Figure 5. T lymphocytes immortalized by HTLVRex⁻ contain the expected Rex⁻ mutation and express tax/rex mRNA

(A) HTLV-1 genome fragment containing the Rex start codon was amplified by PCR from high molecular weight DNA of wtHTLV-1 and HTLVRex⁻ immortalized cells. PCR-amplified product was incubated in the presence or absence of SphI, separated on 2% agarose gel, and visualized by ethidium bromide staining. (B) Detection of tax/rex mRNA in the wtHTLV-1 and HTLVRex⁻ immortalized PBMCs. Total RNA was prepared from fresh PBMCs, wtHTLV-1, and HTLVRex⁻ immortalized PBMCs. Approximately 0.3 µg RNA was subjected to a coupled 40-cycle RT-PCR in the presence (+) or absence (−) of reverse transcriptase (RT). Following RT-PCR, 25-cycle nested PCR was performed. PCR product was separated on 2% agarose gel and visualized by ethidium bromide staining.

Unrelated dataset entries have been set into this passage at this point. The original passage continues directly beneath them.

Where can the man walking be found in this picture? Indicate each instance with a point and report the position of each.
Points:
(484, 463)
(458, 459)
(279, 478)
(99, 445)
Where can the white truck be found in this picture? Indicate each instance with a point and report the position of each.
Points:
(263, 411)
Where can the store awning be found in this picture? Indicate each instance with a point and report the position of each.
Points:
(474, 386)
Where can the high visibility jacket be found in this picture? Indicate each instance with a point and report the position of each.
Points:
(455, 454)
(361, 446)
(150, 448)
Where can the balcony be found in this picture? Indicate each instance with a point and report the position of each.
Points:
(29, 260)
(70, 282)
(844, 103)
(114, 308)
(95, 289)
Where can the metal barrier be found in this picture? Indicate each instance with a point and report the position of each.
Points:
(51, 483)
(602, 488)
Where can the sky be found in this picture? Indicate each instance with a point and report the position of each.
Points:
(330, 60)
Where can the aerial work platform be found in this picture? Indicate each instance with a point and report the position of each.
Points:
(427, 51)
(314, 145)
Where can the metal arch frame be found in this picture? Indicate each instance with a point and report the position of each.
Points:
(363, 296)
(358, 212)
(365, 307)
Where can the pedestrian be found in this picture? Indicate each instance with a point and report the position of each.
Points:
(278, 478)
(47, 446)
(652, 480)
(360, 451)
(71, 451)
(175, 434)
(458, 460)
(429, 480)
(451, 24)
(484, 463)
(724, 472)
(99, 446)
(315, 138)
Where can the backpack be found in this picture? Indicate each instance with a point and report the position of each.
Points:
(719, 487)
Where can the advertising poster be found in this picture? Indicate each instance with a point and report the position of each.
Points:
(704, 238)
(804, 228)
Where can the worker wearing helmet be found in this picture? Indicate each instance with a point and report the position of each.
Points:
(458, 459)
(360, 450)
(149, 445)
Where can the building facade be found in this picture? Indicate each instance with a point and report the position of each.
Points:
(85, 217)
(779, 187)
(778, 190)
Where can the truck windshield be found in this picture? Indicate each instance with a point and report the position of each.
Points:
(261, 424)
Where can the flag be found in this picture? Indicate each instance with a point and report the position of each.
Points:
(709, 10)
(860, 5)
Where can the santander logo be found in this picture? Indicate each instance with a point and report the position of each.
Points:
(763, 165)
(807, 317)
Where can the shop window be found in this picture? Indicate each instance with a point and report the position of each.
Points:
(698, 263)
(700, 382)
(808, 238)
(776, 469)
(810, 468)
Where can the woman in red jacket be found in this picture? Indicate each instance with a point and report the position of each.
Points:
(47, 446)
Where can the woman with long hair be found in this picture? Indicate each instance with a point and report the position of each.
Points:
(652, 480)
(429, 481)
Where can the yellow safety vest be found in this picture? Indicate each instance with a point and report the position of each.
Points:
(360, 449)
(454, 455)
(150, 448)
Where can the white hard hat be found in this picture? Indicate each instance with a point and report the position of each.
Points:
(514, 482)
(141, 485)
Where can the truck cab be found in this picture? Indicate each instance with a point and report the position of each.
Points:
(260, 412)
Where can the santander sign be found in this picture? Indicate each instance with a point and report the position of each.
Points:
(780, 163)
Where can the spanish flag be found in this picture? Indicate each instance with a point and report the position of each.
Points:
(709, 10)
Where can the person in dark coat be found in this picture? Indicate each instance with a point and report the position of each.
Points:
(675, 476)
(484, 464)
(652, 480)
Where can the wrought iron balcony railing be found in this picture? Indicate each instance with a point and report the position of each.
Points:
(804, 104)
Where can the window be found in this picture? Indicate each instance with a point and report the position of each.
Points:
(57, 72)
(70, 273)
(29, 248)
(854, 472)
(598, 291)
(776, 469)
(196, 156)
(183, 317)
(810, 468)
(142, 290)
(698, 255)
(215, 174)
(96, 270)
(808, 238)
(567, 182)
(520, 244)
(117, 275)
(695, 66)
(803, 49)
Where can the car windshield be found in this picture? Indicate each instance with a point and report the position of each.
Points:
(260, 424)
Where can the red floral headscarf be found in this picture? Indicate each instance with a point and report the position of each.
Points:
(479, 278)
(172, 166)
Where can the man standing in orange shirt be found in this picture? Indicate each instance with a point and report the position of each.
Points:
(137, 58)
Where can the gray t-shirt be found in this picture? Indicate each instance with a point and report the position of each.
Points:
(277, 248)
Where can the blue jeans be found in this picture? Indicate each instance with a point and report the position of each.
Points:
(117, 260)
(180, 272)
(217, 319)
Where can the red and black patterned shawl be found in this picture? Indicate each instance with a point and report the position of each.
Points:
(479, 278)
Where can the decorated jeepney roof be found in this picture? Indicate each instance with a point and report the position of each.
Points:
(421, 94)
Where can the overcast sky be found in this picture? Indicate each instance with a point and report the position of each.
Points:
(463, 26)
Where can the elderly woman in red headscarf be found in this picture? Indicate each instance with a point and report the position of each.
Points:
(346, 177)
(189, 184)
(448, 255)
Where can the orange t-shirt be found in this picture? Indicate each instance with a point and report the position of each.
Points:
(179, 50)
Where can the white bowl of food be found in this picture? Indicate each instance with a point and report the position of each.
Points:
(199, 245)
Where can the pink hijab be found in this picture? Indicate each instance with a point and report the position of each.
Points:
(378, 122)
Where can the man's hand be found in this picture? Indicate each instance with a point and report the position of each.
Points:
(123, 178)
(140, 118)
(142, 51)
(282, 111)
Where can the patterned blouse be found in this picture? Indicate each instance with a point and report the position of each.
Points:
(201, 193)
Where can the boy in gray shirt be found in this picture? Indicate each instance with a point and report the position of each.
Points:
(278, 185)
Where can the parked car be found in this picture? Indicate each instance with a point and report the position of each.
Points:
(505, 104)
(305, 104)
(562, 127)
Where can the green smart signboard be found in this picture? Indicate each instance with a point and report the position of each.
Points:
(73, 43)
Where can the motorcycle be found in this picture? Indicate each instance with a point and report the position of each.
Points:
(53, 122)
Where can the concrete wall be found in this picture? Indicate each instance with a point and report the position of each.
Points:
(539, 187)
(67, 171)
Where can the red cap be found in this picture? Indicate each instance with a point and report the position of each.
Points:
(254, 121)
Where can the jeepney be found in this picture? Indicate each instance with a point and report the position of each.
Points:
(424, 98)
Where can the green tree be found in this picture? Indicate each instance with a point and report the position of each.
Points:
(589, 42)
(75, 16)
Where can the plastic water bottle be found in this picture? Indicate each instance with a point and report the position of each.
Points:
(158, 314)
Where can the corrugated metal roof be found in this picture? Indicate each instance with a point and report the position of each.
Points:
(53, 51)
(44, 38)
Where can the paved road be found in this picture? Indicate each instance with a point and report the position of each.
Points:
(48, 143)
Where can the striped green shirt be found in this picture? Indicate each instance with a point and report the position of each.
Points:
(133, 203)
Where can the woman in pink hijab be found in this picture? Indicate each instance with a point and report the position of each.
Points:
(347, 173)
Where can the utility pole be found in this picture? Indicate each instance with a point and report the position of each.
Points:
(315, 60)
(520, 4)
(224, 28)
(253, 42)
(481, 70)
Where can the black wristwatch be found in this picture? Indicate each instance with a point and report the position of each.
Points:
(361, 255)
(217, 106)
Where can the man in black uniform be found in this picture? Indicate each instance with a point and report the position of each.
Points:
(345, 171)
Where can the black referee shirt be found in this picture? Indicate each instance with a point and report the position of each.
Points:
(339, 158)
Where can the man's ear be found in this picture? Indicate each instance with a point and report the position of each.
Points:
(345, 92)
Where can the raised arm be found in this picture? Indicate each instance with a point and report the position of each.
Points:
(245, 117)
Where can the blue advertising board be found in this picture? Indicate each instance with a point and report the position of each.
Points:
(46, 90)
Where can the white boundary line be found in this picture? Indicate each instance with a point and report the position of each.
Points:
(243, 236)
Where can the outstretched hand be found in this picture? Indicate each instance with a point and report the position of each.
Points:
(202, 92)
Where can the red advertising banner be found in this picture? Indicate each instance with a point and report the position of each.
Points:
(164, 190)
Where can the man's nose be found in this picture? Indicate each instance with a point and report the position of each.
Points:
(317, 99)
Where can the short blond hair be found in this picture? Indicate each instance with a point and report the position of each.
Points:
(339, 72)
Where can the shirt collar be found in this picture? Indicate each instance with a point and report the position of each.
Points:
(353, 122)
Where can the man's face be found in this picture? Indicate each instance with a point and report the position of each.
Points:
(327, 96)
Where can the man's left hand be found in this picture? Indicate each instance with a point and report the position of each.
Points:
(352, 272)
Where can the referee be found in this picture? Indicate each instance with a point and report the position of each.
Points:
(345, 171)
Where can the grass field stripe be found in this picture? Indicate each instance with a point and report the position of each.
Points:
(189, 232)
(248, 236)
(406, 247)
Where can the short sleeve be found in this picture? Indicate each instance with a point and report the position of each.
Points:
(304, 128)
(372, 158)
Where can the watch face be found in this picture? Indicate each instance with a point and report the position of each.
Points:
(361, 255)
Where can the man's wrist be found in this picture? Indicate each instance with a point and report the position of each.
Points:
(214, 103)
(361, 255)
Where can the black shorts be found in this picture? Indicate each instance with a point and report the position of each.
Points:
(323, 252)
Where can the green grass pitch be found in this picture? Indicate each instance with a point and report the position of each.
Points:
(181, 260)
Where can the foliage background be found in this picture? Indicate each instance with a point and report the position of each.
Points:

Figure 6. Assessment of HTLV-1 infection in rabbits

Rabbits were inoculated with 1 × 10⁷ irradiated 729wtHTLV-1, 729HTLVRex⁻, or 729HTLVRex⁻ + Rex (Table 1). At weeks 1, 2, 3, 4, 6, 8 after inoculation, rabbit PBMCs and sera were isolated from blood. (A) p19 Gag expression in the supernatant of ex vivo–cultured rabbit PBMCs. PBMCs were cultured ex vivo for 2 weeks, and p19 Gag in the culture supernatant was detected by ELISA. Results are the average of 2 rabbits for each cell line, indicating that only PBMCs from 729wtHTLV-1–inoculated rabbits produce detectable p19 Gag. Error bars indicate standard deviations. (B) HTLV-1–specific serologic response. Sera from inoculated rabbits were tested for reactivity to specific HTLV-1 proteins by Western blot. A representative rabbit from each group as indicated is shown with reactive viral proteins labeled on the left. Results indicate that only 729wtHTLV-1–inoculated rabbits are seropositive. (C) Detection of HTLV-1–specific sequences in rabbits. Genomic DNA was isolated from rabbit PBMCs and subjected to PCR using HTLV-1–specific oligonucleotide primers. A representative result from one rabbit in each group is shown. Viral DNA integration was only detected in wtHTLV-1–inoculated rabbits.